Land. It always comes back to the land. Scratch the surface of a successful farm on the northern Plains, and you will find land passed along from one generation to another. Land is not just the retirement fund. It is the bank. Large debts are accrued against the land to survive hard times, and then paid off in years like this. Thirty-five years ago, secretary of agriculture Earl Butz challenged American farmers to “get big or get out.” He promised that if farmers would adopt an industrial approach to farming, abandon romance, abandon the intimacy and diversity of the small family farm and plow commodity crops fence row to fence row, the government would expand markets around the world.
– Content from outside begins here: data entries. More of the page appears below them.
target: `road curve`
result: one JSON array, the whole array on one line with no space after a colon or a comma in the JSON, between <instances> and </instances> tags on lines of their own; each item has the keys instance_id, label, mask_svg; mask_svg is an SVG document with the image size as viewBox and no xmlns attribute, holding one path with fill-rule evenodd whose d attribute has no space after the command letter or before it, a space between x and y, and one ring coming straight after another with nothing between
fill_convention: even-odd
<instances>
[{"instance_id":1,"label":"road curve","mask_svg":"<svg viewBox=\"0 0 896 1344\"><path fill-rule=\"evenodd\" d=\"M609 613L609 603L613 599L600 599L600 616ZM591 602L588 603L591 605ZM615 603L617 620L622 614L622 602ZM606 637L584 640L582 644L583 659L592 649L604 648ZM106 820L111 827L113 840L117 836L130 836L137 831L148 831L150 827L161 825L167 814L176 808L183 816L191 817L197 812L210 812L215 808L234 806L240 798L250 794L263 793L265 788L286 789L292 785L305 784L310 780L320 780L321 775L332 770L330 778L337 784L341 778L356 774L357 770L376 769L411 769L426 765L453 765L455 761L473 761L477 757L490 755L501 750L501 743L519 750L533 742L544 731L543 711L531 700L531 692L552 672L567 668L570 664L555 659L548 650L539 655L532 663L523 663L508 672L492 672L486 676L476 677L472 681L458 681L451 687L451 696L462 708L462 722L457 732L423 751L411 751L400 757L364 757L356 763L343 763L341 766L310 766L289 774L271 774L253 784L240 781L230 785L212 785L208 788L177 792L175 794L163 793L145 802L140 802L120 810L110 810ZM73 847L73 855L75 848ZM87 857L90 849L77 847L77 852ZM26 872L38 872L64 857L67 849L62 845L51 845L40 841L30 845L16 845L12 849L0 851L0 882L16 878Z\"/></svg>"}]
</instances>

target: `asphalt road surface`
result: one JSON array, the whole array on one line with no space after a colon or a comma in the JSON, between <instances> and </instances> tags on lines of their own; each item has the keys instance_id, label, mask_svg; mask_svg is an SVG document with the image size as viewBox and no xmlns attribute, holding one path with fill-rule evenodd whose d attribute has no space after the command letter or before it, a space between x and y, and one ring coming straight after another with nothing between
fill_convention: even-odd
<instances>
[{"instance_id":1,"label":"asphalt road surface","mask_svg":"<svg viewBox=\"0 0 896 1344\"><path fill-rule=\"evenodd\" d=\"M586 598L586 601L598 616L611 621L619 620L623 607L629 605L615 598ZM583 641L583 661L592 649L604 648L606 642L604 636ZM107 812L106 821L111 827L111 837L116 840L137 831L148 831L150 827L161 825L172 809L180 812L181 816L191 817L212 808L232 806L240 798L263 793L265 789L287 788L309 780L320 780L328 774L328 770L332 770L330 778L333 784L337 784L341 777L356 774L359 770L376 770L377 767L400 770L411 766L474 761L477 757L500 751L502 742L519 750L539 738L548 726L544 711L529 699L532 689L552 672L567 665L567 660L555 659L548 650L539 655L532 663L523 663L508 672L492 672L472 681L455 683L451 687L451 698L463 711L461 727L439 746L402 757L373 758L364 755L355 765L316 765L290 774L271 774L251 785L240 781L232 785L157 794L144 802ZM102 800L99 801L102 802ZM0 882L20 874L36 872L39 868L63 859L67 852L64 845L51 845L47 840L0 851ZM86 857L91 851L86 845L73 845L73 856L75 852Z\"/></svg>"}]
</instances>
Butz’s approach required expensive machinery. It required elaborate protocols of chemical fertilizers, pesticides, fungicides, and herbicides. The more farmers stretched the ecological carrying capacity of the land, the more they had to spend on inputs. And they bankrolled the whole enterprise by borrowing against the land. Those who failed, lost their land, sometimes to speculators, but more often to neighbors who had worked just a little harder, saved a little better, dodged a hailstorm, or missed an aphid infestation.

Dale Hargens will pay down debt on his land and machinery this year. After a lifetime of renting the family farm, he bought his land this year from his mother at the county-assessed value. Around $700 an acre. On the open market he would have to pay at least twice that much. But he suffers no illusions. It was only four years ago that his crops failed and the bank wouldn’t loan him money. Better to store this year’s profits in the land and working machinery. This is going to be a great year. A bad year is just around the corner.